Esta lógica se refleja especialmente en la figura de Signet, el NPC poderoso que domina el entramado político del piso. No es un jefe final ni un antagonista clásico, sino algo mucho más inquietante: un ser plagado de caos. Alguien que no necesita intervenir de forma directa porque controla las variables que determinan el resultado. Frente a ella, Carl no pierde porque tome malas decisiones, sino porque toma decisiones dentro de un marco que ya está decidido.

La novela juega de forma consciente con el lenguaje del videojuego para subrayar este punto. Cada nueva habilidad, cada objeto y cada recompensa refuerzan la idea de progresión, cuando en realidad funcionan como mecanismos de autoengaño. El jugador se siente más fuerte, más preparado, más libre, justo cuando el sistema lo ha encajado mejor en el rol que necesita que desempeñe. Y si no lo veis claro, fijaos en cómo la IA evita que Carl tenga algo tan sencillo como pantalones, forzándole a luchar en ropa interior durante todos los conflictos. Precisamente cuando llegan a un pueblo donde Carl podría comprarse pantalones, comprende que, de hacerlo, dejaría de ser tan atractivo para la audiencia y los patrocinadores y su vida correria peligro.

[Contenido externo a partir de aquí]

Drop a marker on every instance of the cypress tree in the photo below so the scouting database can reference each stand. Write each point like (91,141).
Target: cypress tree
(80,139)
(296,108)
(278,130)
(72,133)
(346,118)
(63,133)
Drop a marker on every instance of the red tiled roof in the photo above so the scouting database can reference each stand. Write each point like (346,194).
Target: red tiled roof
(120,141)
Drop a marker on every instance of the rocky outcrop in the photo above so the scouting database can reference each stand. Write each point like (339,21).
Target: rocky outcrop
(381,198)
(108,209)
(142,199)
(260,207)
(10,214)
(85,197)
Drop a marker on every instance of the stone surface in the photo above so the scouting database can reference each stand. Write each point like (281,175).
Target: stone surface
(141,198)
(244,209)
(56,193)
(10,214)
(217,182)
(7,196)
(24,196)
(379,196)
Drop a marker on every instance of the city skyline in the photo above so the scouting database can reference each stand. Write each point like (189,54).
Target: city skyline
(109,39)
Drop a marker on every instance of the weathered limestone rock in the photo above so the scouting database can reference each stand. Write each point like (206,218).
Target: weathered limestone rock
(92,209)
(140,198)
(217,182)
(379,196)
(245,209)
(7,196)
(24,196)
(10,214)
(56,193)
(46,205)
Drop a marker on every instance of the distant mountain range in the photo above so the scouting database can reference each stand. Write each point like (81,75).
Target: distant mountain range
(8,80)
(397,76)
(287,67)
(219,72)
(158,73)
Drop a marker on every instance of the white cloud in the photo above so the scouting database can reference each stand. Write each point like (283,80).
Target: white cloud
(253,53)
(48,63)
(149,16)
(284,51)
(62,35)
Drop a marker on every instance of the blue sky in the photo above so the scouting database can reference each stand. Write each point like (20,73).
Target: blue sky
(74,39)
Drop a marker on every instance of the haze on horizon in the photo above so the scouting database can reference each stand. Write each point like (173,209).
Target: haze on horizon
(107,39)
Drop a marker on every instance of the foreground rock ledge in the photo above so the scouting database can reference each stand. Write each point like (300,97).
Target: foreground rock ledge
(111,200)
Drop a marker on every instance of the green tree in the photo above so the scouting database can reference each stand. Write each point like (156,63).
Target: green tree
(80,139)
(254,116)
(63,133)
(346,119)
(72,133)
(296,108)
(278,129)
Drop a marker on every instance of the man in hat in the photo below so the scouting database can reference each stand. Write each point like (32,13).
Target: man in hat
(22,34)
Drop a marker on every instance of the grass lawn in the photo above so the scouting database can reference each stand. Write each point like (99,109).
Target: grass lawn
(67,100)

Entonces… ¿merece la pena seguir bajando?

La respuesta corta es sí.

La larga es: sí, pero ya no puedes fingir que esto es solo diversión.

El Juicio Final de Carl es más oscuro, más político y más incómodo que su predecesor. Amplía el mundo, afila el discurso y deja claro que la saga no va de mazmorras ni de niveles, sino de qué ocurre cuando normalizamos el sufrimiento ajeno porque nos entretiene. Y, exactamente como con su predecesor, el ritmo y la tensión es tal que no puedes soltar el ejemplar en ningún momento y necesitas seguir leyendo, merendándote las bromas obscenas de la IA, reteniendo tus ganas de chillarle a Carl a través del libro que está tomando una pésima decisión y sufriendo por las consecuencias de sus polémicas declaraciones en las entrevistas como nunca.

La IA no quiere que pares, quiere que sigas jugando. Y, honestamente, yo también.